Debate began with topics, and debaters soon realized that examples and counter examples didn’t allow for much clash. Plans were born. Debaters no longer argued that they need to prove on balance they were right, but rather that an individual example of the resolution is a good idea, for the sake of expanding opportunities for depth and education due to time constraints.
The largest problem here is that like a wolf in a sheep costume, your “strategy” is no different than reading a plan. The idea that examples of the resolution is the way to do debate is nothing new, it’s called a plan. Pretending that your plan proves the entire resolution true, is silly. I think you’ve already recognized that but are trying to make it even harder for negatives to win Nebel T. The issue is that “read [the] plan as an example, and justify why the negative ought to debate just the example itself and no other examples” is literally what debating/defending a plan and only the plan is.

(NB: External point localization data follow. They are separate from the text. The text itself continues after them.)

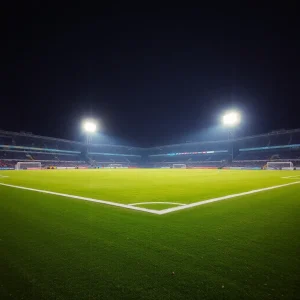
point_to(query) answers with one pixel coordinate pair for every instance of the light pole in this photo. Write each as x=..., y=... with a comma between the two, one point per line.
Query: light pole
x=89, y=127
x=231, y=120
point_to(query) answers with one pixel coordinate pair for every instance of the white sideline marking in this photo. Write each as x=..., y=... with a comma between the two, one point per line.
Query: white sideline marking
x=83, y=198
x=142, y=203
x=168, y=210
x=152, y=211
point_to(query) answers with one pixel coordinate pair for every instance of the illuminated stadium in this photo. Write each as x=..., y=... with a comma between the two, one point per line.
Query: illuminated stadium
x=253, y=152
x=149, y=153
x=193, y=217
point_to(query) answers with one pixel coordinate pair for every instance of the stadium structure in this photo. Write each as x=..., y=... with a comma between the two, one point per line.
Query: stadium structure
x=252, y=152
x=132, y=225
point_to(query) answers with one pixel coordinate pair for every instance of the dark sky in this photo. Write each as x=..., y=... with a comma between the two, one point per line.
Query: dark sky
x=152, y=76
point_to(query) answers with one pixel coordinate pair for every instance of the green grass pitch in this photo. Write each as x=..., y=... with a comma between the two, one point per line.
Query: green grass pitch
x=54, y=247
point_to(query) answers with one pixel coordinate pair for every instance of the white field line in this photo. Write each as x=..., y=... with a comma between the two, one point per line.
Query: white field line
x=83, y=198
x=144, y=203
x=157, y=212
x=168, y=210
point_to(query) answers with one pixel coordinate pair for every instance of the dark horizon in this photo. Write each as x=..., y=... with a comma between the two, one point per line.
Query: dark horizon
x=150, y=78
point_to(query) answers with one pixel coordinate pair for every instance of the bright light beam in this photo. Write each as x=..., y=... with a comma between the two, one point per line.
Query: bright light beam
x=89, y=126
x=232, y=118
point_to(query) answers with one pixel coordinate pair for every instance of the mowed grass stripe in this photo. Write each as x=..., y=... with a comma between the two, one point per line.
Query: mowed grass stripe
x=158, y=212
x=55, y=249
x=143, y=185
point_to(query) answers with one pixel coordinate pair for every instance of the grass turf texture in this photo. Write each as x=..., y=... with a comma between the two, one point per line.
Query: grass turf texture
x=62, y=248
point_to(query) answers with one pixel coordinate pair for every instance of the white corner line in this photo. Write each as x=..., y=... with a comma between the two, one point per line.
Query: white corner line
x=145, y=203
x=152, y=211
x=168, y=210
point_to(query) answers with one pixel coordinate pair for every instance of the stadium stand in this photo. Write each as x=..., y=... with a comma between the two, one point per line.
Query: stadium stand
x=247, y=152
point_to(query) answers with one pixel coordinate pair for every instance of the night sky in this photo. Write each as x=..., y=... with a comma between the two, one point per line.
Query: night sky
x=152, y=77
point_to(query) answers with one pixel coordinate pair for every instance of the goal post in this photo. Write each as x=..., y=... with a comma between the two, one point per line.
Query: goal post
x=280, y=165
x=179, y=166
x=22, y=165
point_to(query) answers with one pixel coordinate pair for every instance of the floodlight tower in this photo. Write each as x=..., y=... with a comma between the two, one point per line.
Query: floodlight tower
x=231, y=120
x=89, y=127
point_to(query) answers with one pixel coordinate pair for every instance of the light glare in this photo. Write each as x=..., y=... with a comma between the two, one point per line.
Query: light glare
x=89, y=126
x=231, y=119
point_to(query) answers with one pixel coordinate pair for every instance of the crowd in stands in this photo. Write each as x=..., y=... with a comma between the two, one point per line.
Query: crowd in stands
x=50, y=151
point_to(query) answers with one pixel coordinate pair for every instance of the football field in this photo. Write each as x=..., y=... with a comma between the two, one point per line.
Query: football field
x=149, y=234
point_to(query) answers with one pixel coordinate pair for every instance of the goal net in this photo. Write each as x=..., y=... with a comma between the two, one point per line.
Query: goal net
x=179, y=166
x=115, y=166
x=280, y=165
x=28, y=165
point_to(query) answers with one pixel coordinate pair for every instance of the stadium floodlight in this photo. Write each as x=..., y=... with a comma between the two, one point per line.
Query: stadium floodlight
x=232, y=118
x=89, y=126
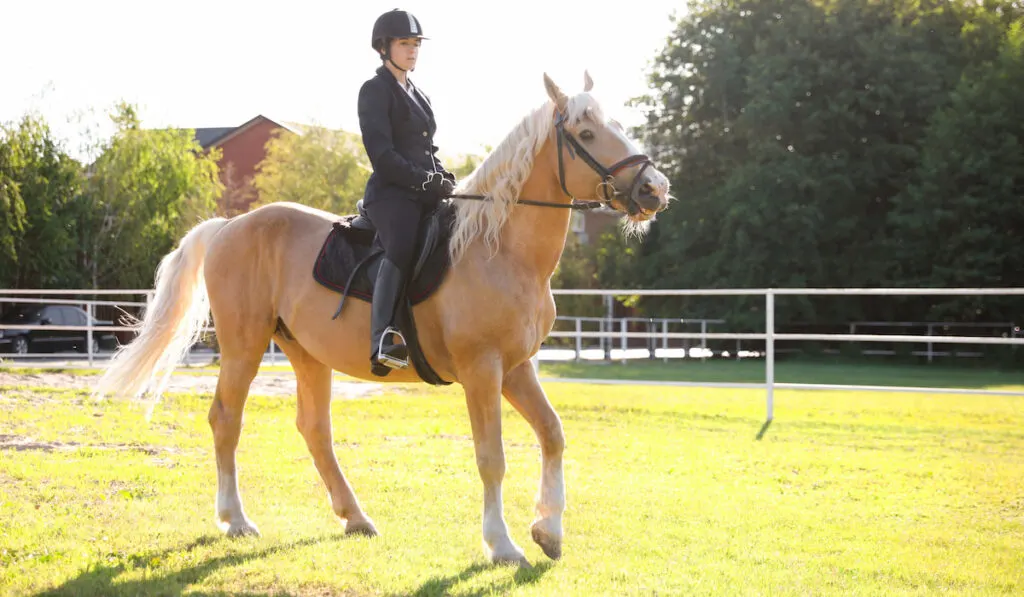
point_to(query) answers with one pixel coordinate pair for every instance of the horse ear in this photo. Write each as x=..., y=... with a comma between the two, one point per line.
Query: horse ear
x=556, y=94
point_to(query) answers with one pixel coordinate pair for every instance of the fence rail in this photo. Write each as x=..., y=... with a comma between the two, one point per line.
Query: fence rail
x=770, y=336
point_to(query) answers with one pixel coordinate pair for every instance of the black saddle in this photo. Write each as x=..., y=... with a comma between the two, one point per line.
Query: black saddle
x=350, y=256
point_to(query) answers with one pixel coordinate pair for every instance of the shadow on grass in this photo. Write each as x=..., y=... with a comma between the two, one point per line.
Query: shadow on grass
x=103, y=580
x=442, y=585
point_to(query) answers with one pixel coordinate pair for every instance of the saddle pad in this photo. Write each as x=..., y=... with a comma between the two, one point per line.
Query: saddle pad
x=347, y=248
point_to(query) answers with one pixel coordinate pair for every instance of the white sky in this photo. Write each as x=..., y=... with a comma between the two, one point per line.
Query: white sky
x=219, y=62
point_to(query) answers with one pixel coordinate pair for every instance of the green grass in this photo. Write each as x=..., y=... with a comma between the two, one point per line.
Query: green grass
x=670, y=492
x=748, y=371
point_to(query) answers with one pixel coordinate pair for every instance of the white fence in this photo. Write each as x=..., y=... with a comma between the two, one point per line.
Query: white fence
x=769, y=336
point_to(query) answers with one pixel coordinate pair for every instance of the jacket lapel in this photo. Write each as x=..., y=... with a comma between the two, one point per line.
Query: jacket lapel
x=421, y=104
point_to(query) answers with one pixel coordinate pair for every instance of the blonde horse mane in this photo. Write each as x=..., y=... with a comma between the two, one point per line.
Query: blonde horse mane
x=503, y=174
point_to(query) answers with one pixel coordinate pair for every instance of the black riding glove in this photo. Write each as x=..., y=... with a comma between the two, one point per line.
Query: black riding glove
x=437, y=186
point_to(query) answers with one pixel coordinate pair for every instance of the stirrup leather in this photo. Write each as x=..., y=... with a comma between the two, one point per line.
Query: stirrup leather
x=387, y=359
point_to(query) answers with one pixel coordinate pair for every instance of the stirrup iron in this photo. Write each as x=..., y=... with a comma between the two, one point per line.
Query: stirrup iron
x=387, y=359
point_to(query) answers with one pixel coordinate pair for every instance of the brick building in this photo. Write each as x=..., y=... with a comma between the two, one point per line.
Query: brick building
x=243, y=147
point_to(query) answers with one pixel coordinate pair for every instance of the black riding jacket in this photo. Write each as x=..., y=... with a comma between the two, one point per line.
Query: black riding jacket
x=397, y=133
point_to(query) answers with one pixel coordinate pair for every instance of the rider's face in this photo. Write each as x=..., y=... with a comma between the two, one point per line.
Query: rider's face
x=404, y=51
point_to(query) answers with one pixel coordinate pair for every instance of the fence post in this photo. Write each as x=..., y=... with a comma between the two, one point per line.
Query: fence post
x=929, y=344
x=579, y=339
x=704, y=339
x=90, y=309
x=665, y=339
x=622, y=333
x=770, y=350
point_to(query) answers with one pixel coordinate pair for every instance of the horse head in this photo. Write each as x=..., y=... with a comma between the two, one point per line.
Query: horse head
x=595, y=158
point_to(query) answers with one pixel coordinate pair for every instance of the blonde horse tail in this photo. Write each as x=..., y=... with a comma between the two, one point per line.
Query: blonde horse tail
x=173, y=321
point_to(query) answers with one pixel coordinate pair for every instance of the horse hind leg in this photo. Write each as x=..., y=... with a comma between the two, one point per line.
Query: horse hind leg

Equivocation is the closest analogous fallacy I think this article connects to. You have failed to realize that “plan” and “example” are the same thing. The negatives argument was never that the affirmative is not within the topic, but that it must affirm it in its entirety. I don’t think you solve their pragmatics offense because your theoretical reasons to only debate the advantage either directly or indirectly justify a parametricization of the resolution either way that puts you in direct violation of their interp. I also feel like your subconscious knew that you were wrong with lines like “Ultimately, single example debate is no less predictable than traditional plans, since their effect on substantive debate is identical.”
I also think that your assumption that Nebel T depends on truth testing is flawed. I don’t see why it could merely argue you must defend the entirety of the resolution for semantics reasons even if comparative worlds is true. I don’t think their argument has to be jurisdiction because Truth-Testing, it can be jurisdiction because must be Topical.
I 100% concur that Nebel T is silly, but making sillier answers is not the optimal strategy. I recommend that debaters defend the wall and just win that plans are good, all of those arguments mentioned will give you better ground against the shell regardless. Not reading a plan means you’ve already conceded the authority of their interp. I believe it’s HARDER to win that the debate should only be about the ONE example in favor of the topic if you’re TRYING to prove the resolution true, rather than enable the negative to read COUNTEREXAMPLES if the aim of the debate is the ENTIRE topic. The notion that this could be strategic is ludicrous. It’s like saying the topic is “ghosts are friendly”. The aff says WE AGREE, we are going to defend casper as an example to prove the ENTIRETY of the resolution, BUT you can’t defend ANY of literally every other ghost that is evil as a counterexample.
When in doubt remember the words of Mark Twain, “Never argue with stupid people, they will drag you down to their level and then beat you with experience.”
Re: (1)—What is your preferred alternative?